The retailer has taken the note. In 2015, Macy’s opened its own off-price banner, Backstage, with plans to bring it to 270 of its stores and open some stand-alone locations away from the mall. Macy’s also realized the power of tech early on and was one of the first retailers to invest in e-commerce. In recent years it has employed and even acquired innovative retail concepts.

Macy’s needs to figure out how to operate profitably on the coasts, where they can really have a future.

Nick Egelanian, president of retail development firm SiteWorks

Macy’s didn’t comment for this story. But the company itself, after setting out to conquer the department store business, may now be losing faith in it. Its experiment with small-format stores in strip centers takes it full circle, to its roots as a “small dry goods shop.” Its full-line fleet is smaller than ever, after already completing more than half the 125 closures it announced in 2020 as a three-year goal, in favor of a digital-first strategy. If it goes through with the e-commerce spinoff being pushed by activist investors, which many observers warn could hamper the overall operation, Macy’s could disappear even faster from the American landscape.

But Macy’s is unlikely to change the dynamic that in the past decade led to the loss of a quarter of its market share, mostly to off-price retailers, brands and Amazon, which consistently beat it on price, product or service, UBS analysts said in November. Indeed, it’s difficult to find an observer who believes that Macy’s has a game plan for a reality where the department store is an anachronism. Macy’s may need to retrench — return to running “100 department stores in the East, South and West” — in order to reinvent itself, according to SiteWorks’ Egelanian.

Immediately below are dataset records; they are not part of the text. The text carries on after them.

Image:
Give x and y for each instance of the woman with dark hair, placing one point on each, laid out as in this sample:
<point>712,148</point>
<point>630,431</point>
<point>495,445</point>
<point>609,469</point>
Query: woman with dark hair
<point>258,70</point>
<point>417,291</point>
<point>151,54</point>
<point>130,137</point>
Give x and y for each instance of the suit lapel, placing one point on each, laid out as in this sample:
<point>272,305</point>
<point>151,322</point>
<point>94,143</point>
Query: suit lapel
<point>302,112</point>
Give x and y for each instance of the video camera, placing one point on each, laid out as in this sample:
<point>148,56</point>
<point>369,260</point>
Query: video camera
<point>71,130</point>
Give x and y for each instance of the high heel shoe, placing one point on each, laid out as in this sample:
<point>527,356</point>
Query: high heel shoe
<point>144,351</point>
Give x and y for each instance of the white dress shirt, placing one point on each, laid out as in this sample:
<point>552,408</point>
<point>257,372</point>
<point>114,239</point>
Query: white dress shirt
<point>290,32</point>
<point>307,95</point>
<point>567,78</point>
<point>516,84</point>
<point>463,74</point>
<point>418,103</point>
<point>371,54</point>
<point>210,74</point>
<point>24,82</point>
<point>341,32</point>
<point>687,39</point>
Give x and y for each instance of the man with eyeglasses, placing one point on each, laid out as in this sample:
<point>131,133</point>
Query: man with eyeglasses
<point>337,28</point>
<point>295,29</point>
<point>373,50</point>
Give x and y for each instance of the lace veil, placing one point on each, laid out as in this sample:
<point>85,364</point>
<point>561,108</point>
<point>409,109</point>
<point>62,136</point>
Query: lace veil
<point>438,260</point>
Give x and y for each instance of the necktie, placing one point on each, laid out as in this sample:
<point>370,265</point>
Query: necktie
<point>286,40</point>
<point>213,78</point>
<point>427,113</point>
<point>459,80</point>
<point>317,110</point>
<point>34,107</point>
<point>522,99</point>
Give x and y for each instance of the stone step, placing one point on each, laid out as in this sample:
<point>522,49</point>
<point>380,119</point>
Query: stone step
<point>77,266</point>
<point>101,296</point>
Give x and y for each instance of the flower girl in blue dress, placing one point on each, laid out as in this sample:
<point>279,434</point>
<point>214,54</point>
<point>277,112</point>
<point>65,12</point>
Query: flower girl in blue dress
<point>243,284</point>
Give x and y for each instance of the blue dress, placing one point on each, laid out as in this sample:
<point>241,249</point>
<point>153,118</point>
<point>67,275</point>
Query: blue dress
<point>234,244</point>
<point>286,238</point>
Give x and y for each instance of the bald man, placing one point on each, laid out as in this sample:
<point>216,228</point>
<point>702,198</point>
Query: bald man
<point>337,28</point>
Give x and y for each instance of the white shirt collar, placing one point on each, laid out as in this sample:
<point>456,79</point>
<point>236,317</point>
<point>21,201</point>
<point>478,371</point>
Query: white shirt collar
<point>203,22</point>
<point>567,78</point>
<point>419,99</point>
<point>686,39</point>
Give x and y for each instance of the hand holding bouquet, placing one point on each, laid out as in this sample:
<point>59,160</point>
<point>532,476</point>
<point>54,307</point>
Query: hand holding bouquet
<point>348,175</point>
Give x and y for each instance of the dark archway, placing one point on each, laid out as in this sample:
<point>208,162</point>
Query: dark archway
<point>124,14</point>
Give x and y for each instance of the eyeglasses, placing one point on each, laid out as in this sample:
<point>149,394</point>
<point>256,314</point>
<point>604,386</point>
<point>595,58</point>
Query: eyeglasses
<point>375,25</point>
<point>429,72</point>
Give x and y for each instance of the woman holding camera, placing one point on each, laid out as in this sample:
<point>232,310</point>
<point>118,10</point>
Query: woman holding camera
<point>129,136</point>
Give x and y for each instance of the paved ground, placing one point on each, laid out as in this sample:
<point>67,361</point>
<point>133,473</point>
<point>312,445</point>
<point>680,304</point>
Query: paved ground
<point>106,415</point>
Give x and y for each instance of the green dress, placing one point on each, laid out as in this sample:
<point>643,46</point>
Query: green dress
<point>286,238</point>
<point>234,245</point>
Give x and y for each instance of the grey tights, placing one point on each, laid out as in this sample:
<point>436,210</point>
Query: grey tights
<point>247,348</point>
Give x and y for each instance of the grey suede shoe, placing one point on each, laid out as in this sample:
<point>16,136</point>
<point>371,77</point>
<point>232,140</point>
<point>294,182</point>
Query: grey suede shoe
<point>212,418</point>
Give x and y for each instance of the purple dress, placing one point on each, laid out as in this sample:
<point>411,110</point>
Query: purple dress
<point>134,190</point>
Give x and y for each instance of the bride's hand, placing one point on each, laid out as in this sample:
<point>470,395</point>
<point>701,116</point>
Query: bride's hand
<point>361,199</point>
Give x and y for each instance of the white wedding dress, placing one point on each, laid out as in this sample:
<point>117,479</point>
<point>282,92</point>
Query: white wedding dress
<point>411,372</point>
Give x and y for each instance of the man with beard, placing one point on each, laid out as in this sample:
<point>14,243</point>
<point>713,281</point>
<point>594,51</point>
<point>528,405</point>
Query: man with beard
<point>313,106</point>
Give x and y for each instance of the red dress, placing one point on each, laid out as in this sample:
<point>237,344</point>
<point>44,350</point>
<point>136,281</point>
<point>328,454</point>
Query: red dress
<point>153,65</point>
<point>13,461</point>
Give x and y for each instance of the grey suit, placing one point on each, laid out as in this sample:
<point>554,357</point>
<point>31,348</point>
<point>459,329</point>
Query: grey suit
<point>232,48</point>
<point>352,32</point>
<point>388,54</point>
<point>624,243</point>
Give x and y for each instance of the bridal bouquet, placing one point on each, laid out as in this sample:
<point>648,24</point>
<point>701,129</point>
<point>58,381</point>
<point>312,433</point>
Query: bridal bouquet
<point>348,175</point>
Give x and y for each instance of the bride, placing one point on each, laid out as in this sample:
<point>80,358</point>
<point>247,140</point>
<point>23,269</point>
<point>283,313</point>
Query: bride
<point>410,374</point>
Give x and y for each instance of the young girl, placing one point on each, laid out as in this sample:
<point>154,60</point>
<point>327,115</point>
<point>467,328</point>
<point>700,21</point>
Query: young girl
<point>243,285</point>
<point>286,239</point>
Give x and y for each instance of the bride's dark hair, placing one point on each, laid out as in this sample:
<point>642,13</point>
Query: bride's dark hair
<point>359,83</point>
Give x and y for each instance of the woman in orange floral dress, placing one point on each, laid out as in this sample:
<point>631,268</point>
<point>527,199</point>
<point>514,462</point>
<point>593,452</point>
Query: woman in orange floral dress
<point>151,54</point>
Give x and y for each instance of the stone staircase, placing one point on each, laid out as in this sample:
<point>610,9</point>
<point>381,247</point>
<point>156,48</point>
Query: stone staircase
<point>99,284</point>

“They think their big enemy is the internet, and it’s not,” he said. “Their stores are old and tired, the malls they’re in are dying, and the merchandise they sell is ordinary and overpriced. Macy’s needs to figure out how to operate profitably on the coasts, where they can really have a future. The off-price and the secondary store locations that make up the majority of the company’s stores and square footage are nothing but a distraction, making it harder and harder for them to focus on the parts of the business that can survive.”